O presidente do Tribunal de Justiça do Acre (TJAC), desembargador Francisco Djalma, participou, em São Paulo, do “Encontro de Presidentes dos Tribunais de Justiça do Brasil”, realizado nos dias 21 e 22. Ele esteve acompanhado da juíza-auxiliar da Presidência, Andrea Brito.
O evento, que reúne os magistrados responsáveis pela gestão dos Tribunais de diversos Estados da Federação e do Distrito Federal, teve o objetivo de compartilhar experiências, fomentar inovação e estreitar cooperação institucional.
O desembargador-presidente do Tribunal de Justiça de São Paulo (TJSP), Manoel de Queiroz, proferiu as boas-vindas aos participantes e externou a alegria da Corte em sediar a congregação. O presidente da Associação dos Magistrados Brasileiros (AMB), juiz Jayme Martins de Oliveira Neto, ressaltou a importância do fortalecimento de uma visão nacional do Poder Judiciário.
Foram debatidos, nos dois dias de encontro, o novo regramento e o estatuto do Colégio de Presidentes dos Tribunais de Justiça do Brasil (Codepre).

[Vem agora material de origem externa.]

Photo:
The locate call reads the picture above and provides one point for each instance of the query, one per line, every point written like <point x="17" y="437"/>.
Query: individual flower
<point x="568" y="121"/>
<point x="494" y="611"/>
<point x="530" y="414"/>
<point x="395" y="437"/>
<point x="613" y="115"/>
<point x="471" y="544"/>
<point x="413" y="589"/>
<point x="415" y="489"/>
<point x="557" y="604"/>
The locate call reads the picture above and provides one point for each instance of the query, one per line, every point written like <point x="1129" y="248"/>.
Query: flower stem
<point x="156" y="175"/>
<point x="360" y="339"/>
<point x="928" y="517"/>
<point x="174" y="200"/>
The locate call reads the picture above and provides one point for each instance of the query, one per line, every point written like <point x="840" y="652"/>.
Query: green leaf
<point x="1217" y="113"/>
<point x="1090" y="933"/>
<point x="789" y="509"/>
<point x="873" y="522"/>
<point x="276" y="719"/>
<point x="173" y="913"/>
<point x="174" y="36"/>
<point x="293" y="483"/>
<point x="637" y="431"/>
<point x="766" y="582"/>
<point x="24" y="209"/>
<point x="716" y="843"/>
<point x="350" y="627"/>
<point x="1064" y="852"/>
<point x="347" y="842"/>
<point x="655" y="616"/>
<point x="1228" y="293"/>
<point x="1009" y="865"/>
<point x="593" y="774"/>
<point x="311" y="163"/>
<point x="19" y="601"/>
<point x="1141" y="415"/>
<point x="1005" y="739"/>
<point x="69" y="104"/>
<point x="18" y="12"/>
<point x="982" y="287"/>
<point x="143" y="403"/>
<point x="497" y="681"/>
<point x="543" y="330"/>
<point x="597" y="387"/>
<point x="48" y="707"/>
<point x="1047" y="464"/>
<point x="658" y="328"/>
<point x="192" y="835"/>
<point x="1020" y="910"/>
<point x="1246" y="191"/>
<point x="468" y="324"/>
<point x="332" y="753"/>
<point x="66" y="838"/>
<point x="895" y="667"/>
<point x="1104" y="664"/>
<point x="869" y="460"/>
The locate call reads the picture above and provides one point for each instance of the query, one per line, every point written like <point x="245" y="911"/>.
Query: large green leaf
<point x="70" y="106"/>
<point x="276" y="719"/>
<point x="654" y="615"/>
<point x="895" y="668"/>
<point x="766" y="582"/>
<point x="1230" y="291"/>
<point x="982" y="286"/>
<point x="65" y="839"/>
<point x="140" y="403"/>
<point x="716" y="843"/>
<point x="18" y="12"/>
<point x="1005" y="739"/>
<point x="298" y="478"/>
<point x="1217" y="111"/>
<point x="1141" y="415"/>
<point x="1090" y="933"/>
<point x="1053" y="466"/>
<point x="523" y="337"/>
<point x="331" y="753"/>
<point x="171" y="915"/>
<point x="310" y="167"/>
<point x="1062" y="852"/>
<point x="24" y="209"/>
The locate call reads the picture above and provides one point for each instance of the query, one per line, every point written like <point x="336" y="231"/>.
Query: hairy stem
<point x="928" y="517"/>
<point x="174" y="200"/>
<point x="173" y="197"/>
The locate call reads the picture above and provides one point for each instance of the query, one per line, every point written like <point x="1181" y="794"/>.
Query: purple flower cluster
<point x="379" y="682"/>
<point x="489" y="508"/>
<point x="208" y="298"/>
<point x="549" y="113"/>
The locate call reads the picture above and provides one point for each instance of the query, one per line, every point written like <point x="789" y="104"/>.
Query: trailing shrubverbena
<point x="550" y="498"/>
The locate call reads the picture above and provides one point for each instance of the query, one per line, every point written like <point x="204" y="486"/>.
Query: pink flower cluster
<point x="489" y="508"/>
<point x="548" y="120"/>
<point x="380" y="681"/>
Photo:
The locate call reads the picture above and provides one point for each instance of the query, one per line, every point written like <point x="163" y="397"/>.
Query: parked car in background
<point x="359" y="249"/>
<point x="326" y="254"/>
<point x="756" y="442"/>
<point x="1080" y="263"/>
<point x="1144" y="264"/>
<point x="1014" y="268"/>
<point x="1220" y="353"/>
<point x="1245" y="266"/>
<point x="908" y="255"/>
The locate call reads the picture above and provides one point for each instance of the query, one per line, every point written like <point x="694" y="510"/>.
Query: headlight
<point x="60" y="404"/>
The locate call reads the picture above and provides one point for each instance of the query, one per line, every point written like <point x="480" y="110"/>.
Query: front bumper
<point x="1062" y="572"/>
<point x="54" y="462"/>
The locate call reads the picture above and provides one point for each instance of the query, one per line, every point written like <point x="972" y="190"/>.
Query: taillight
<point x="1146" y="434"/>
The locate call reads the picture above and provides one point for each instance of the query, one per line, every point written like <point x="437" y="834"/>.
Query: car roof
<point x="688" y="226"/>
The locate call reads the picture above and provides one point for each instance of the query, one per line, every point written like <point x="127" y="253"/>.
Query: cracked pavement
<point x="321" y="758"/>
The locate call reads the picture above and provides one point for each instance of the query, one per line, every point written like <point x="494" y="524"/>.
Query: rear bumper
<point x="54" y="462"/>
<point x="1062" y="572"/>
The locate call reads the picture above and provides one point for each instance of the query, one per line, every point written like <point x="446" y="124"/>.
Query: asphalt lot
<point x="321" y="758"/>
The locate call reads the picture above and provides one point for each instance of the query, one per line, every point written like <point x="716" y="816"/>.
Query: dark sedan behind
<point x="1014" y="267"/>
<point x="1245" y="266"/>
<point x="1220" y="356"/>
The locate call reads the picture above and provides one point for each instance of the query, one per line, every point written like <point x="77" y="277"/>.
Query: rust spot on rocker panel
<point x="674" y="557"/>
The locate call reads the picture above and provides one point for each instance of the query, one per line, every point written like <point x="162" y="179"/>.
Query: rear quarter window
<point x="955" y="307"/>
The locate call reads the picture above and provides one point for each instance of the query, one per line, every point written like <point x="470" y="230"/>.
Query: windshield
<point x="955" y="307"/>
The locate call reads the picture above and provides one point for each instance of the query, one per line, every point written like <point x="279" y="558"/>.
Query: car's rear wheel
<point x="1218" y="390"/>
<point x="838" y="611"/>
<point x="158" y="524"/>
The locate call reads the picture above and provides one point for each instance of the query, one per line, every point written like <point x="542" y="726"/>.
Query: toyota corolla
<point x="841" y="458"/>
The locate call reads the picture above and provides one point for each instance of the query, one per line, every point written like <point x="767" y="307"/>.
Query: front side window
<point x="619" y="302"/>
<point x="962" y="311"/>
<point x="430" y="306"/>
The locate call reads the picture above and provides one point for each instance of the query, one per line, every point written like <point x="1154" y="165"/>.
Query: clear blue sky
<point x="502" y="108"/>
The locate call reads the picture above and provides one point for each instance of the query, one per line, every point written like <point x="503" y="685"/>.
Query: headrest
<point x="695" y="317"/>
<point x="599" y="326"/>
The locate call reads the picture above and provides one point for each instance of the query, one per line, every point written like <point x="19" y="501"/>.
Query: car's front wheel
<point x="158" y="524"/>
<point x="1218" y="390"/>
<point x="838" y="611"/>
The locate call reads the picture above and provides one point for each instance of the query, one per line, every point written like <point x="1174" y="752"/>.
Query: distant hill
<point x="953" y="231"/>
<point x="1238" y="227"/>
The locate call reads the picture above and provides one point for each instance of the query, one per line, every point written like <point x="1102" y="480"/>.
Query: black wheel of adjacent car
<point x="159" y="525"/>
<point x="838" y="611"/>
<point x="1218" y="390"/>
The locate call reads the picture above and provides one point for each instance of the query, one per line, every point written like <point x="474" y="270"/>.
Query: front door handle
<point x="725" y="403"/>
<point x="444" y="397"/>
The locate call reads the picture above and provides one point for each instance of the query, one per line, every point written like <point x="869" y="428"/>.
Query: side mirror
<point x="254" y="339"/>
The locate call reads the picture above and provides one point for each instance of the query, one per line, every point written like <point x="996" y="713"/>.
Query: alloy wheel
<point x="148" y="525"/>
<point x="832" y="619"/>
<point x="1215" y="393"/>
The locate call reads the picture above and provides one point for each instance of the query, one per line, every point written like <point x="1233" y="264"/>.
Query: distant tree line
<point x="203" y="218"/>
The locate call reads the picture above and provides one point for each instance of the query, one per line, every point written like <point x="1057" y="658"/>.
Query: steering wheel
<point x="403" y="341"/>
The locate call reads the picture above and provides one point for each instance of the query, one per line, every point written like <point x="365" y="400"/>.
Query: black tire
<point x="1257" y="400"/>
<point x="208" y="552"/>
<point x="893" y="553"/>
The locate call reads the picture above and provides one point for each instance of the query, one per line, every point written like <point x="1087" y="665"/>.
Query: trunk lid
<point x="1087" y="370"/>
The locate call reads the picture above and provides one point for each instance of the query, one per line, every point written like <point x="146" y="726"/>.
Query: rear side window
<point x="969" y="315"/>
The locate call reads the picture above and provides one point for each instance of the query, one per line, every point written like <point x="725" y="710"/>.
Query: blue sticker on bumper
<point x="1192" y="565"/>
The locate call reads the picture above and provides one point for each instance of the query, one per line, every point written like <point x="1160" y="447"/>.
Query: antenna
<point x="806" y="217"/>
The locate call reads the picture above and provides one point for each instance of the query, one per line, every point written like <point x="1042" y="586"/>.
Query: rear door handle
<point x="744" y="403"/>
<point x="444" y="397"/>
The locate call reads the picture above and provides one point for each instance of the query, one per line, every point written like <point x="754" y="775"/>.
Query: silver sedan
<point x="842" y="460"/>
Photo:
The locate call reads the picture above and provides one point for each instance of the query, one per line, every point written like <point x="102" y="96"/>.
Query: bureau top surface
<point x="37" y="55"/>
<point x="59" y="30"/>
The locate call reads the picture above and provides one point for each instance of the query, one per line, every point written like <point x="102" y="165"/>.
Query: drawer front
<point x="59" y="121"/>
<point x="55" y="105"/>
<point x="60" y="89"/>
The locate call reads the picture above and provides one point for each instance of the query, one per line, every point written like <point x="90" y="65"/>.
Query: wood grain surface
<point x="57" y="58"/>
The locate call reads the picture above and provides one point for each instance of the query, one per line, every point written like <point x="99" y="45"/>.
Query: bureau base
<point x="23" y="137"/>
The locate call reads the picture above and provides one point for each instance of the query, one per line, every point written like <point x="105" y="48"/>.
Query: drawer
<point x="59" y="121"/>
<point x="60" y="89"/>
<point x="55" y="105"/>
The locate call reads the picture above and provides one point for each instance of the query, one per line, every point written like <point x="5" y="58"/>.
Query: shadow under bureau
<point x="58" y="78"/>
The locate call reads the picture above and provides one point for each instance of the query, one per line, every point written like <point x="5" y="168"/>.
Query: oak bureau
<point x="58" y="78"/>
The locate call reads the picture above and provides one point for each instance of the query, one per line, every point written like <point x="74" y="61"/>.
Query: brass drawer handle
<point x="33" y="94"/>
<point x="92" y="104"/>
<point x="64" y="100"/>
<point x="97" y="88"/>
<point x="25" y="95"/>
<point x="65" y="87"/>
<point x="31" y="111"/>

No segundo dia de evento, por exemplo, os presidentes tiveram a oportunidade de visitar o Centro Integrado de Monitoramento (CIM) da Corte paulista, utilizado para a segurança dos prédios. A finalidade foi de compartilhar experiências, fomentar inovação e estreitar a cooperação institucional.
O CIM é formado por estações de trabalho interconectadas com os edifícios sob sua responsabilidade, o que permite ao operador acessar rapidamente qualquer das câmeras do prédio e receber imagens em tempo real.
Ele também pode visualizar a planta do edifício e tem à disposição protocolos de segurança específicos, além de outras funcionalidades. A unidade conta, ainda, com sala de gerenciamento de crises, centro de processamento de dados, auditório para treinamentos de segurança e sala de imprensa.
Também foram abordadas outras funcionalidades, como o Dispositivo de Segurança, popularmente chamado de “Botão do Pânico”, por meio do qual o magistrado aciona um alarme no CIM em caso de ocorrências.
Palestras
O corregedor Nacional da Justiça, ministro Humberto Eustáquio Martins, proferiu a palestra magna do encontro, com o tema “Fortalecimento do Judiciário sob a ótica do Conselho Nacional de Justiça”. Ele destacou a importância da união dos tribunais e abordou o papel do CNJ, em especial a atuação da Corregedoria Nacional.
O evento também contou com palestras dos ministros do Supremo Tribunal Federal (STF) José Antonio Dias Toffoli (presidente) e Alexandre de Moraes, que trataram dos assuntos mais prementes do Poder Judiciário brasileiro.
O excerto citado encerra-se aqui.